This survey-software is the worst thing to ever happen to my university. It’s opened a gate to my own personal hell, where little demons constantly interrupt me while working, begging me to respond to some low-information, poor quality survey that has zero chance of usefully informing anyone about anything. Some of them are for “research”, but many others are about the operation of the university itself. We are, after all, 2 years into a 6-year strategy, and while I’m no Sun Tzu, apparently this phase seems to entail a lot of “information gathering.”
So how do I know how to recognize a low-information, poor-quality survey? It’s my job to know. And I know that for a survey to usefully inform decision-making it must have, at a minimum, the following properties:
Its content should be directly relevant to the specific decision(s) you want to make.
The form of the content should facilitate a sensible analysis.
That analysis should be conducted by an experienced, knowledgeable data analyst.
The results of that analysis should be interpreted in light of any systematic biases and/or uncertainty due to random error in the nature of the responses you obtained (among other things).
And these interpretations need to be clearly communicated and understood by decision makers.
In short, a survey is a serious scientific tool of measurement that when appropriately designed, deployed, analyzed and interpreted can absolutely lead to better decisions. But the surveys I receive typically fall well short of the requirements listed above, even if I accept relevancy of their content.
For starters, the questions they ask are often ambiguous, confusing, or even logically inconsistent (not to mention ridden with typos). Further, the survey instruments themselves often permit respondents to enter their answers in a variety of creative ways, which has deleterious knock-on effects for the analysis and interpretation. So for a survey to be useful, it must be rigorously piloted. Was yours?
Further, for these surveys to produce useful data, the targeted respondents need to respond in great enough numbers to overcome random error; and the people that actually responded need to be representative enough of the entire group of people you hoped to respond to in the first place. We can’t hope to dive into what this might entail in this blog-post, but if you are designing and deploying surveys, it’s 100% your job to know before you send out the survey. Do you?
Regardless, I’m confident that for the vast majority of surveys I’m asked to fill out, the actual sample of respondents they attract is not large enough, or unbiased enough, to generate informative data. So before presenting these results to decision makers, it’s critical that you can convey these limitations in the data. Can you?
Most of the people reading this are scientists, so please feel free to let me know if you think I’ve got the wrong end of the stick.
Many of the survey requests I receive claim to have approval from an ethics committee. I long ago stopped expecting ethics committees to spot methodological flaws, and I suppose that the risks to respondents for each individual survey are indeed limited (unless they send you into an incandescent rage). But does this mean they are cost-free?
Just think of the time involved. First, resources are spent “designing” and “analyzing” these pointless things. Who authorized that bit?
Next, if I get a survey that’s relevant for every student and staff member of University College Cork, that’s about 30,000 people. If it takes those people 20 minutes on average to carefully fill out the survey, that is 10k person-hours of time spent, much of it work time. Per survey. So who authorized all those very real expenses?

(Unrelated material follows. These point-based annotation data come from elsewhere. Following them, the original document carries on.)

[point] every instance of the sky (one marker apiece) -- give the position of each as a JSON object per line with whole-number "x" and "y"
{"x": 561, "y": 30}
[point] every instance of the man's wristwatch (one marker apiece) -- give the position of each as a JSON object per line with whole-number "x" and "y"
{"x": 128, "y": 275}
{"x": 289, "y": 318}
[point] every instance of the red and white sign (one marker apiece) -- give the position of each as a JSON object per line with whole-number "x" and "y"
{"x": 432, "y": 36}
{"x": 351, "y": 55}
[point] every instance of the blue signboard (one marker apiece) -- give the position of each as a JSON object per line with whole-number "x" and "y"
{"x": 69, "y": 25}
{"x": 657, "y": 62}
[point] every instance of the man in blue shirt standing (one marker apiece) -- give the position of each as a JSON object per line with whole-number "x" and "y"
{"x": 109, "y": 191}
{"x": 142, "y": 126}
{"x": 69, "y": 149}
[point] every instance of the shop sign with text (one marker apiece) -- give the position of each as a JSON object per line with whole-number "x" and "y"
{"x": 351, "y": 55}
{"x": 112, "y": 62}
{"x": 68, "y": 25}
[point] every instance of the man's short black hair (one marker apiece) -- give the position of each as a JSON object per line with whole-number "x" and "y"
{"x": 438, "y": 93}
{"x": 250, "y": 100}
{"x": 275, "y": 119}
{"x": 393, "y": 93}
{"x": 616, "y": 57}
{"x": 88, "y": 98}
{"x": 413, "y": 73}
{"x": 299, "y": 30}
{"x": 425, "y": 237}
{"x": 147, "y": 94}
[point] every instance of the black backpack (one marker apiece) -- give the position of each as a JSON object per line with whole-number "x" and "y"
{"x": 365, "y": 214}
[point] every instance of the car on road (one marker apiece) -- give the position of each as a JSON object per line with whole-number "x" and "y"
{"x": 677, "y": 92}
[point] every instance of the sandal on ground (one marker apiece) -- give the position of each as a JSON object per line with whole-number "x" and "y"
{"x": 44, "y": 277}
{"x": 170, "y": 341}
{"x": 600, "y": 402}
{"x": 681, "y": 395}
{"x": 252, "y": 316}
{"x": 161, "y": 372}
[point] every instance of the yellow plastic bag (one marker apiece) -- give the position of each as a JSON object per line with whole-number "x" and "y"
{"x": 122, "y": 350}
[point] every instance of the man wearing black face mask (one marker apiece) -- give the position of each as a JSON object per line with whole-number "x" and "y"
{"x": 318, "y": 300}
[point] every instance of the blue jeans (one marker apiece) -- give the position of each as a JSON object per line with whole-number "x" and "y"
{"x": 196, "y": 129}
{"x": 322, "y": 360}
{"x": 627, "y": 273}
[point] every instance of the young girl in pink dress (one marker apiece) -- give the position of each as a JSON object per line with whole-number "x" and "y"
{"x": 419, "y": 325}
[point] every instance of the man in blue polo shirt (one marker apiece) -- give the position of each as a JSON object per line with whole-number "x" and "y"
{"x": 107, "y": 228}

Of course, you might be saying that nobody actually wants all 30k people to respond, which is surely sensible - but I would then ask how you intend to get a random sample of them, laugh until I cry, and then carry on with this screed. So you are either desperately hoping to spend huge amounts of collective time on your clumsy survey, or you are attracting a small number of respondents in a biased manner. And if it’s the latter, what exact decision are you hoping to inform again? Are you telling me that the university is operating, at least partly, on the whims of n = 129 people with nothing better to do than answer obviously flawed surveys? We’re doomed.

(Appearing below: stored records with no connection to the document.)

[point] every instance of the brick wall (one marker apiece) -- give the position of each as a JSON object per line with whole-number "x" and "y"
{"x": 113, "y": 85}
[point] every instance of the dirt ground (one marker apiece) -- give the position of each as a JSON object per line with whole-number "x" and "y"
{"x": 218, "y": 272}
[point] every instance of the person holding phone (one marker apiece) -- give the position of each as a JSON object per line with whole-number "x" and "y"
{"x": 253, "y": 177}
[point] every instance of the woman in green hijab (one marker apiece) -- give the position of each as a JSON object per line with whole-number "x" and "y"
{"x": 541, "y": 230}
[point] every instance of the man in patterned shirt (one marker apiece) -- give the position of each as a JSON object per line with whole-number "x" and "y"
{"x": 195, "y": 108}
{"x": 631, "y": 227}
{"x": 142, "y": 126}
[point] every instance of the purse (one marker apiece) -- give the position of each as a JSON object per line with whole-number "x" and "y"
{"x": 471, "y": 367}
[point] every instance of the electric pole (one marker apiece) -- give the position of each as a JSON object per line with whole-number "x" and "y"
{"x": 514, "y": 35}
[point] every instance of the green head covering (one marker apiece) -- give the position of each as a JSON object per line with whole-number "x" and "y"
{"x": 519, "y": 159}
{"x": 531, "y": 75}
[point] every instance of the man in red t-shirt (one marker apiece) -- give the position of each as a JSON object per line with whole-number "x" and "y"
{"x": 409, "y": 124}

Of course there is one value to these surveys. They create an illusion that the people sending them out are doing something. I don’t expect them to go away any time soon.
I have similar thoughts. The team I work has an almost obsessive level of scrutiny during surveys, with complex standards in place. For example, when conducting walking speed tests, they are extremely strict about the starting position. This is all fine, but when it comes to the data analysis phase, they insist on following guidelines and reducing the continuous walking speed data to binary values. My question has always been: if we're using such a rough binary measure, what’s the point of this nearly pathological demand for measurement precision? I feel that visually judging walking speed could easily separate 'slow' and 'fast.' So what’s the difference between visual inspection and these complex standards? I don’t see any difference—it just seems to be about self-satisfaction, about believing that we’ve conducted a thorough investigation.
"I long ago stopped expecting ethics committees to spot methodological flaws." I have a similar thought when I saw an almost absurd sample size calculation in an application for a major and passed research grant.
I often reflect on my work before bed: what am I actually doing, and does it really matter? These thoughts have puzzled me for a long time, even to this day.
Great post. Agree with you 100%. (Well, 99.9%. If the university community receives a survey about university operations, you might not need to worry much about representativeness if the target population is stakeholders who care enough about the university that they would do things like respond to these surveys.)